One of the major problems facing the designer of the GRID was the optimal usage of its resources. Attempts at simulating this complex and highly non-linear environment did not yield practically usable results, and the development of a central “optimiser” for job and space management never achieved the expected performance. For job submission and management, a solution was implemented, based on a local optimisation of the workload, which lead to a satisfactory overall utilisation of the resources.
The same cannot be said for data, which is either colocated manually or distributed according to some “reasonable” heuristics, such as topological distance between the data producer and the storage element. While this has given acceptable results, we do not know how far we are from the optimal data distribution, nor how many resources could be saved or how much the performance could improve with a better data placement strategy. This is because the attempts to increase the efficiency of the space management that have been made so far are based on the collection and analysis of the data through monitoring systems, but no action is taken in real time, thus limiting the efficiency of the whole system.
With the foreseen increase in the data produced by the LHC experiments, and the relative tightening of the available resources, for which the growth is constrained by a constant budget, a better data placement strategy becomes extremely relevant for the scientific success of the future LHC scientific programme.

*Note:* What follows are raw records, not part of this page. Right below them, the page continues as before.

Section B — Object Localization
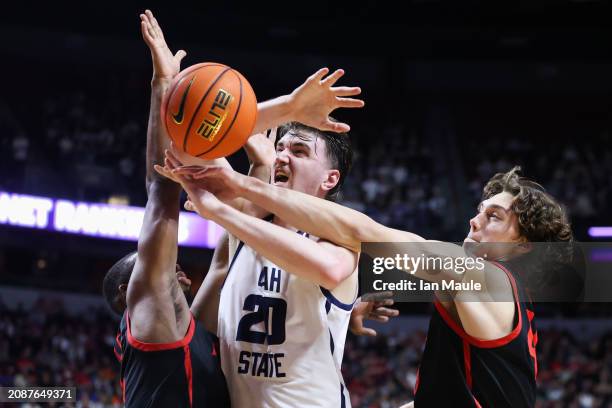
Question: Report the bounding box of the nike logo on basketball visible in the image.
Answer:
[172,75,196,125]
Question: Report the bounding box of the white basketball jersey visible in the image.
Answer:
[218,231,357,408]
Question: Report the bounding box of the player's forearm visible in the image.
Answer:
[146,79,180,193]
[191,232,229,334]
[253,95,292,133]
[211,205,345,289]
[241,179,378,252]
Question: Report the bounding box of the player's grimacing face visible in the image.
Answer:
[464,191,524,260]
[273,132,338,197]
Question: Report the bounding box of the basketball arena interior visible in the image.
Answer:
[0,0,612,408]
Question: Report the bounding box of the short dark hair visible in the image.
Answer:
[102,251,136,315]
[276,118,353,201]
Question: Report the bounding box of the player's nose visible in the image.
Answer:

The sheer size of the WLCG Grid (42 countries, 170 computing centres, 2 million tasks run every day, 800,000 computer cores, 500 PB on disk and 400 PB on tape) makes such an optimisation mandatory and the expected gain will be relevant.
While this problem has shown to be intractable till now, quantum computing (QC) will substantially improve the optimisation of the storage.
This project will develop quantum algorithms for the optimisation of the storage distribution on the WLCG Grid, starting from the specific case of the ALICE Collaboration at LHC. We will try to determine the optimal storage, movement and access of the data produced by the ALICE experiment in quasi real-time, in order to improve resource allocation and usage and to increase the efficiency of data handling workflow.
The work will be done in collaboration with Google, which has extensive experience in distributed computing and is developing one of the most advanced hardware and software QC programmes.